What happaned? Is there a way to test if the disk is ok? What about that block number on the message? Maybe it's just a bad block and has been mark as such (?)
Any thoghts are greatly appreciated.
[974 byte] By [
BillyP] at [2007-11-26 10:53:25]

# 1
Thats a soft error, they're not too serious.
Do an iostat -En | grep -i soft.
That will show you hard and soft errors. I wouldnt worry about it unless your getting hard errors
or your getting a lot of soft errors. Lots of soft errors might indicate scsi bus cabling issues etc.
# 3
One single, solitary hard error ?
It's not serious. Don't fret over it until you see hundreds of errors on the same block.
There are no perfect disk drives.Never have been and there won't be any for the forseeable future.
If you consider this a critical concern, then unmount the filesystem,
and use FORMAT to go in and mark the block "bad".
You can do that with SCSI and FCAL disks, but cannot do that on IDE drives.

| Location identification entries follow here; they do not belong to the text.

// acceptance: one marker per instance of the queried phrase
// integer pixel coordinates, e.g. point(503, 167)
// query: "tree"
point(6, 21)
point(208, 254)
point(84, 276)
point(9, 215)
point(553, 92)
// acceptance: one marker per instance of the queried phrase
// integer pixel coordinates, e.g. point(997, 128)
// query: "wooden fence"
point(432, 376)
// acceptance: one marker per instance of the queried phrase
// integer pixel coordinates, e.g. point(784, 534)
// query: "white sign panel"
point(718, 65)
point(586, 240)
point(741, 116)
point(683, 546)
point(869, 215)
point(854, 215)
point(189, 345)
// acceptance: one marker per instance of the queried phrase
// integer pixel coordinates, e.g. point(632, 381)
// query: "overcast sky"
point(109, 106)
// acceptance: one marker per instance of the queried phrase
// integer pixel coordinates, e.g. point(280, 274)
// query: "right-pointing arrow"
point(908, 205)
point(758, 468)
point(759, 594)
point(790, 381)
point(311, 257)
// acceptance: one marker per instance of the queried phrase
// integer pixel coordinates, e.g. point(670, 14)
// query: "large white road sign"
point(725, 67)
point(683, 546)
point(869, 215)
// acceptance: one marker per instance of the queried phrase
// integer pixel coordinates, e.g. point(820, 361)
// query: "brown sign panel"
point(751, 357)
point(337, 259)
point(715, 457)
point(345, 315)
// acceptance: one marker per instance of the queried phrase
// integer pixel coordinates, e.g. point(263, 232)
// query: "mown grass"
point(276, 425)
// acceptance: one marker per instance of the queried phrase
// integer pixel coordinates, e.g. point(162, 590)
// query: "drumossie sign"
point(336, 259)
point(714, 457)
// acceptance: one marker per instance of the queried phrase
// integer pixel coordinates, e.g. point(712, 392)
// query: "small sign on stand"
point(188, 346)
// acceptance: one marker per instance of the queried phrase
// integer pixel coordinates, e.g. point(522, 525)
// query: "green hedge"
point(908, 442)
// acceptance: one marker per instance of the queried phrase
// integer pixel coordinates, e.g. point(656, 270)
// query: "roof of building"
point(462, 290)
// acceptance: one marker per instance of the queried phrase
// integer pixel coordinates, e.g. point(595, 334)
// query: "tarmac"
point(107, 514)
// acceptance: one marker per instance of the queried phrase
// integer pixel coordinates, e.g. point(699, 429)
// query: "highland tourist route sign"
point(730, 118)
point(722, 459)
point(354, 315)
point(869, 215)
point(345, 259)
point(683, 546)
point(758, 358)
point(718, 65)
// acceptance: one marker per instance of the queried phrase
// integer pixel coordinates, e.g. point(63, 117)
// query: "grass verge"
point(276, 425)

The man pages for FORMAT can give you guidance on how to do that.
# 4
The term soft doesnt mean software.
Both hard and soft errors are being reported by the disk.
A soft error is a retryable error. It could mean a write failed so was written to a spare failover block instead.
A hard error is more serious.
The counters reset when machine is rebooted.
But if they keep appearing, its worth reporting or replacing the disk.
I don't think I'd wait for hundreds. An recurring hard error is a problem.
But I don't normally muck around with marking blocks bad. Modern disks should do that automatically.